With respect to the first specific fact stated above, the Government need only prove beyond a reasonable doubt that the Defendant was aware of the general existence of the enterprise described in the indictment in order for you to find that the Defendant was “associated.”
The term “enterprise” includes any partnership, corporation, association or other legal entity, and any union or group of individuals associated in fact although not a legal entity.
The term “pattern of racketeering activity” requires at least two acts of “racketeering activity” sometimes called predicate offenses, which must have been committed within 10 years of each other, one of which must have occurred after October 15, 1970.

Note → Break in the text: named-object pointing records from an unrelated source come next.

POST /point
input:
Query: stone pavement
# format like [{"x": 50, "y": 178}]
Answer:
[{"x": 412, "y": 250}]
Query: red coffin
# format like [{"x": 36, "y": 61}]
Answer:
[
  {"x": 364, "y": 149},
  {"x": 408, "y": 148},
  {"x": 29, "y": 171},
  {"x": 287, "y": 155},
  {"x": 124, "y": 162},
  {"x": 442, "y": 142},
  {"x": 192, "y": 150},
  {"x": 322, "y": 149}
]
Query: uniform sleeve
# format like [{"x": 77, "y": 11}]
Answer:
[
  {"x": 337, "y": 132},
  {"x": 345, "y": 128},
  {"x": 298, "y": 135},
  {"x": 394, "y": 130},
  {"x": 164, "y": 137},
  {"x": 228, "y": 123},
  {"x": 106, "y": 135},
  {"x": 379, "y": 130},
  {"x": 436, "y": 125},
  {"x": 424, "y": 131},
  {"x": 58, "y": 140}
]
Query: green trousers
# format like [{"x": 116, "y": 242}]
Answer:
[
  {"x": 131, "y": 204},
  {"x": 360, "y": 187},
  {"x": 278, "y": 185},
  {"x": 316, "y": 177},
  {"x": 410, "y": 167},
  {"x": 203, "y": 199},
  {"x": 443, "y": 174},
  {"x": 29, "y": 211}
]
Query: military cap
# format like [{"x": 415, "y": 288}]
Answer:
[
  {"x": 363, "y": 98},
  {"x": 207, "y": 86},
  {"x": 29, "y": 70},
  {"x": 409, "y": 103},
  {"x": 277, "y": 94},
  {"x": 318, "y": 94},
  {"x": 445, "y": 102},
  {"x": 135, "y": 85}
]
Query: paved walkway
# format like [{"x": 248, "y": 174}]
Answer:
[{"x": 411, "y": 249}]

The term “racketeering activity” includes an act in violation of Title 18 of the United States Code relating to mail fraud (section 1341) and wire fraud (section 1343).
Conspiracy
The Defendant can be found guilty of that offense only if all of the following facts are proved beyond a reasonable doubt:
- That two or more persons, in some way or manner, came to a mutual understanding to try to accomplish a common and unlawful plan, namely, to engage in a “pattern of racketeering activity” as charged in the indictment; and
- That the Defendant knowingly and willfully became a member of such conspiracy; and
- That at the time the Defendant willfully agreed to join in such conspiracy, the Defendant did so with the specific intent either to personally participate in the commission of two “predicate offenses,” as elsewhere defined, or that the Defendant specifically intended to otherwise participate in the affairs of the “enterprise” with knowledge and intent that other members of the conspiracy would commit two or more “predicate offenses” as part of a “pattern of racketeering activity.”
Under the law, a “conspiracy” is an agreement or a kind of “partnership in criminal purposes” in which each member becomes the agent or partner of every other member.
A person may become a member of a conspiracy without knowing all of the details of the unlawful scheme, and without knowing who all of the other members are. So, if a Defendant has a general understanding of the unlawful purpose of the plan (including the nature and anticipated weight of the substance involved) and knowingly and willfully joins in that plan on one occasion, that is sufficient to convict that Defendant for conspiracy even though the Defendant did not participate before and even though the Defendant played only a minor part.
Of course, mere presence at the scene of the transaction or event, or the mere fact that certain persons may have associated with each other, and may have assembled together and discussed common aims and interests, does not, standing alone, establish proof of a conspiracy. Also, a person who has no knowledge of a conspiracy, but who happens to act in a way that advances some purpose of one, does not thereby become a conspirator.